Where are the myths of today? They are the ones that last. Remain outside the tele-moratorium are all fine and are for the majority myths in the shade. You often discover them in unexpected pages, set in the landscape of eccentric authors.

Paglia, multifaceted explorer of contemporary culture (the jury’s open on Sexual Personae: Art and Decadence from Nefertiti to Emily Dickinson) finds 29 subjects who have the gift of the eternal flame and among these, 5 are linked to Italy: Donatello and his Mary Magdalene (Museo dell'Opera del Duomo, Florence); Titian and Venus in the Mirror (National Gallery of Art, Washington DC); Gian Lorenzo Bernini and the Chair of St. Peter (St. Peter's Basilica, Rome); Agnolo Bronzino and the Portrait of Andrea Doria as Neptune (Pinacoteca di Brera, Milan); the Laocoön for centuries in search of an creator (Vatican Museums, Rome). Who has seen them? Don't cheat: we are pros at poker.

The obsession with the new, which must be the ‘very latest, of course’, ends up distracting us from seeing what matters, listening to who is singing, reading the bits left over. “One sees clearly only with the heart. Anything essential is invisible to the eyes,” wrote Antoine de Saint-Exupéry in The Little Prince. We are all blind. And free from palpitations. Following the 'trends', sure, but what will these decisive 'trends' be without the long wave of the past that never dies? Nothing: matches that go out quickly in the dark. We like flames that last. Il viaggio in Italia, the discovery. At the cinema: 1953, directed by Roberto Rossellini, with Ingrid Bergman and George Sanders; an English couple in crisis, wounded, lost, wandering between Naples and Capri, reunited in a final scene of unexpected love.

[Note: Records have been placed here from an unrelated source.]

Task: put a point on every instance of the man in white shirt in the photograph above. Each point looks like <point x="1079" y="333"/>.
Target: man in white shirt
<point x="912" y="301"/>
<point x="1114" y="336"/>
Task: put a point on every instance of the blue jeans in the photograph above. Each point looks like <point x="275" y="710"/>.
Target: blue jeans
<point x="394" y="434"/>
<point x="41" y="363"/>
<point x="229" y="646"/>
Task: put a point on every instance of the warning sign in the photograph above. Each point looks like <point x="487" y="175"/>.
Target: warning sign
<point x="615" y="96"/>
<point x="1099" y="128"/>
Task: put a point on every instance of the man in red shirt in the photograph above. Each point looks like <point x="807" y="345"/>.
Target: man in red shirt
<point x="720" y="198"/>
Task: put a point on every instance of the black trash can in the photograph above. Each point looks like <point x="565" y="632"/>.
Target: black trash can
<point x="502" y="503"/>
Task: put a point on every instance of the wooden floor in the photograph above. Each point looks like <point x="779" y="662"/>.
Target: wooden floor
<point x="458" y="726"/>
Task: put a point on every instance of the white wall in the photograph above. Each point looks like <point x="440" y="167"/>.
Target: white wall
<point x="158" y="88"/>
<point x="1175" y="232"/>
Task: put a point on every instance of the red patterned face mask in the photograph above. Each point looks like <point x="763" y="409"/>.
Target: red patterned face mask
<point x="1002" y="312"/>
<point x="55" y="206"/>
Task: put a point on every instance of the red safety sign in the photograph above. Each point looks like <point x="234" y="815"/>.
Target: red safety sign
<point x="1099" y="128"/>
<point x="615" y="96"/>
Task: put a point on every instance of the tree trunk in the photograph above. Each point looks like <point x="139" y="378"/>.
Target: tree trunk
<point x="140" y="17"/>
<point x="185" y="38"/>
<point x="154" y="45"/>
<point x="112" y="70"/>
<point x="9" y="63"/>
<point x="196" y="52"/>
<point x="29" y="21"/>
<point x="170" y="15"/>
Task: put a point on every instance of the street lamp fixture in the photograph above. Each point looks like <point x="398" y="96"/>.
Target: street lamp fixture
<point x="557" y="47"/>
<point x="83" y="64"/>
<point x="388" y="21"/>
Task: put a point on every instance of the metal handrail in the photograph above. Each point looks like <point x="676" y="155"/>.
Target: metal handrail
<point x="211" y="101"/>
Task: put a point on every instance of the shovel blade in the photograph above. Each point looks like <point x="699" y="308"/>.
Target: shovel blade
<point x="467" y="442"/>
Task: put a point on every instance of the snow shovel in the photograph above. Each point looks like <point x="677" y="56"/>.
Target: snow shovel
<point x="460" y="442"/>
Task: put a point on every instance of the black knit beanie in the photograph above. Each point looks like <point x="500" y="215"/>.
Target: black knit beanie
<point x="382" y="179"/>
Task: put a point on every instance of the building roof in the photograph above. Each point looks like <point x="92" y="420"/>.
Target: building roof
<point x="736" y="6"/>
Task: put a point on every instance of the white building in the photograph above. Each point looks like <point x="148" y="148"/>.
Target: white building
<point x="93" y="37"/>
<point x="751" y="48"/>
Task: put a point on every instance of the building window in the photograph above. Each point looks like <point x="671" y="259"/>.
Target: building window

In literature: 1957, Guido Piovene, a three-year report on the miracle of reconstruction, the boom, the fall and rising again after the war. Italy in black and white that was shooting in color.

The journey round Italy can only (re)start with Dante Alighieri. Dante's country is not a literary sidereal elsewhere; the places of the Divine Comedy are our map inside and out, a very present yesterday that is made and unmade every day: a living map. Giulio Ferroni drew this map in L’Italia di Dante (Dante's Italy), a geo-literary sculpture that (re)discovers Italy among the chained rhyming triplets into which Ferroni dives, later to return to the surface with a ligature of the poetic remote past with the present in prose. Diary, notebook, correspondence, confession. Each stop has a before, a during and after Dante; it can be reached without satellites and voice commands, following plots, flashes and open spaces, memory and nowadays. A journey, sure, because poetry is always a tangible journey into the void that it opens up with its greatness. Here, you stroll through the place that Dante first measured in the infinite formula of the belpaese; the centuries have not worn it out: the country is beautiful. 'Dante's Italy' starts from Naples, where there is (and there isn't) the tomb of Virgil and the tomb of Giacomo Leopardi, an array of apparitions, disappearances, silent presences and noisy absences in the city that “perhaps more than others, arouses desires, nostalgia, hopes, return of something lost.” We are here, between Hell, Purgatory and Paradise. Myths of today? What a question! The Bel Paese!